# hamster breeders?



## Nyah626 (Jul 23, 2017)

Hi I'm looking for a breeder in Northern Ireland (or Ireland i don't care!!) because i can't bear to get any more poor sickly hamsters from [email protected] but I still can't give up on owning them, I love them so much!!

I will go anywhere and everywhere in Ireland for a healthy happy dwarf hamster!
Did i forget to mention that i'm not that interested in syrians? sorry.

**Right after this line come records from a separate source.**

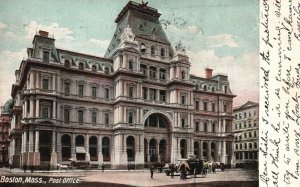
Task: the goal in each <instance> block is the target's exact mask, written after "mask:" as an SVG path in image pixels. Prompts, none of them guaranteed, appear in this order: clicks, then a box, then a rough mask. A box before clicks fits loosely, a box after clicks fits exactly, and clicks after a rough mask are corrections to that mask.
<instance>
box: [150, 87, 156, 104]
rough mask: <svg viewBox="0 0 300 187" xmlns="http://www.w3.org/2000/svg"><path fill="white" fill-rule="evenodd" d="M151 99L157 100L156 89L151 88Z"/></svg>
mask: <svg viewBox="0 0 300 187" xmlns="http://www.w3.org/2000/svg"><path fill="white" fill-rule="evenodd" d="M150 100H154V101H155V100H156V90H155V89H150Z"/></svg>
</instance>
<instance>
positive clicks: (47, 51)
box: [43, 51, 49, 63]
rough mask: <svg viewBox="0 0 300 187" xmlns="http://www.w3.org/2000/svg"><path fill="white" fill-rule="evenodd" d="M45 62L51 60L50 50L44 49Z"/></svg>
mask: <svg viewBox="0 0 300 187" xmlns="http://www.w3.org/2000/svg"><path fill="white" fill-rule="evenodd" d="M43 62H46V63H48V62H49V51H43Z"/></svg>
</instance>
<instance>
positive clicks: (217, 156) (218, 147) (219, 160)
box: [217, 141, 222, 162]
mask: <svg viewBox="0 0 300 187" xmlns="http://www.w3.org/2000/svg"><path fill="white" fill-rule="evenodd" d="M221 143H222V142H221V141H217V161H219V162H221V161H222V159H221V158H222V157H221V152H222V144H221Z"/></svg>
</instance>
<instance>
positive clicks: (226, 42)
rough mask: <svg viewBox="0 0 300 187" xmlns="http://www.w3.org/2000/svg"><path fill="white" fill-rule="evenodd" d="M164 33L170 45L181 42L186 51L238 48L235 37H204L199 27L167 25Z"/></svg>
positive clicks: (211, 35)
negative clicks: (186, 26)
mask: <svg viewBox="0 0 300 187" xmlns="http://www.w3.org/2000/svg"><path fill="white" fill-rule="evenodd" d="M166 32H167V33H168V35H169V39H170V40H171V41H172V43H176V42H178V40H181V41H183V45H184V46H185V48H186V49H187V50H193V51H199V50H203V49H214V48H220V47H226V46H227V47H231V48H236V47H239V44H238V42H237V37H236V36H234V35H232V34H226V33H222V34H218V35H204V33H203V31H202V29H201V27H199V26H197V25H192V26H187V27H183V28H179V27H176V26H175V25H168V27H167V28H166Z"/></svg>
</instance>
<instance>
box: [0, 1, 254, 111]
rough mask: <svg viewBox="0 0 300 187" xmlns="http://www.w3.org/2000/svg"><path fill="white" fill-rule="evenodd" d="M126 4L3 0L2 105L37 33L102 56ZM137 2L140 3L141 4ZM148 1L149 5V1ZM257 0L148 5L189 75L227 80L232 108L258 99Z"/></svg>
mask: <svg viewBox="0 0 300 187" xmlns="http://www.w3.org/2000/svg"><path fill="white" fill-rule="evenodd" d="M127 2H128V0H60V1H54V0H51V1H50V0H24V1H19V0H9V1H8V0H0V4H1V6H0V73H1V76H0V105H1V106H2V105H3V104H4V103H5V102H6V101H7V100H8V99H10V98H11V97H10V92H11V86H12V84H13V83H14V82H15V70H16V69H19V66H20V63H21V61H22V59H26V58H27V55H26V49H27V48H28V47H32V40H33V37H34V35H35V34H36V32H37V31H38V30H46V31H49V33H50V34H51V35H54V38H55V39H56V41H55V45H56V47H57V48H60V49H68V50H71V51H77V52H82V53H87V54H92V55H96V56H100V57H102V56H103V55H104V53H105V51H106V49H107V47H108V44H109V42H110V40H111V39H112V37H113V33H114V31H115V28H116V24H115V22H114V20H115V18H116V17H117V15H118V13H119V12H120V11H121V10H122V8H123V7H124V6H125V5H126V4H127ZM135 2H139V3H141V2H142V1H141V0H136V1H135ZM145 2H146V1H145ZM258 3H259V2H258V0H243V1H241V0H201V1H199V0H187V1H182V0H150V1H148V6H150V7H153V8H156V9H158V11H159V12H160V13H161V14H162V15H161V17H160V21H161V23H162V24H163V27H164V29H165V32H166V34H167V36H168V38H169V40H170V42H171V43H172V45H173V46H175V44H176V43H178V42H181V43H182V45H183V46H184V47H185V49H186V51H187V55H188V56H189V57H190V61H191V65H192V67H191V73H192V74H195V75H198V76H203V77H204V69H205V68H207V67H209V68H212V69H213V74H218V73H220V74H225V75H228V78H229V81H230V87H231V90H232V92H233V94H235V95H237V97H235V98H234V106H239V105H242V104H243V103H245V102H247V101H249V100H251V101H255V102H258V97H259V43H258V41H259V40H258V36H259V31H258V30H259V29H258V28H259V4H258Z"/></svg>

Yeah well I hope someone will be able to help!!
Thanks


----------



## ForestWomble (May 2, 2013)

This any help?:
https://www.northernhamsterclub.co....eders-list&catid=8:hamster-breeding&Itemid=28


----------



## Nyah626 (Jul 23, 2017)

Animallover26 said:


> This any help?:
> https://www.northernhamsterclub.co....eders-list&catid=8:hamster-breeding&Itemid=28


sadly no, none of these breeders are in ireland thanks for trying though!


----------



## ForestWomble (May 2, 2013)

Nyah626 said:


> sadly no, none of these breeders are in ireland thanks for trying though!


Sorry I was no help.

Hope you find a breeder, I'll keep a look out though.


----------



## Nyah626 (Jul 23, 2017)

It is ok


----------